Ventilatory response to hypercapnia and hypoxia after extensive lesion of medullary serotonergic neurons in newborn conscious piglets.

Acute inhibition of serotonergic (5-HT) neurons in the medullary raphé (MR) using a 5-HT(1A) receptor agonist had an age-dependent impact on the "CO(2) response" of piglets (33). Our present study explored the effect of chronic 5-HT neuron lesions in the MR and extra-raphé on the ventilatory response to hypercapnia and hypoxia in piglets, with possible implications on the role of 5-HT in the sudden infant death syndrome. We established four experimental groups. Group 1 (n = 11) did not undergo any treatment.
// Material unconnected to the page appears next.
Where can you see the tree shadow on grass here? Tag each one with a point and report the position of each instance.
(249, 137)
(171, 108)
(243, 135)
Groups 2, 3, and 4 were injected with either vehicle or the neurotoxin 5,7-dihydroxytryptamine in the cisterna magna during the first week of life (group 2, n = 9; group 4, n = 11) or second week of life (group 3, n = 10). Ventilation was recorded in response to 5% CO(2) (all groups) and 12% O(2) (group 2) during wakefulness and sleep up to postnatal day 25. Surprisingly, the piglets did not reveal changes in their CO(2) sensitivity during early postnatal development. Overall, considerable lesions of 5-HT neurons (up to 65% decrease) in the MR and extra-raphé had no impact on the CO(2) response, regardless of injection time. Postlesion raphé plasticity could explain why we observed no effect. 5,7-Dihydroxytryptamine-treated males, however, did present a lower CO(2) response during sleep. Hypoxia significantly altered the frequency during sleep in lesioned piglets. Further studies are necessary to elucidate the role of plasticity, sex, and 5-HT abnormalities in sudden infant death syndrome.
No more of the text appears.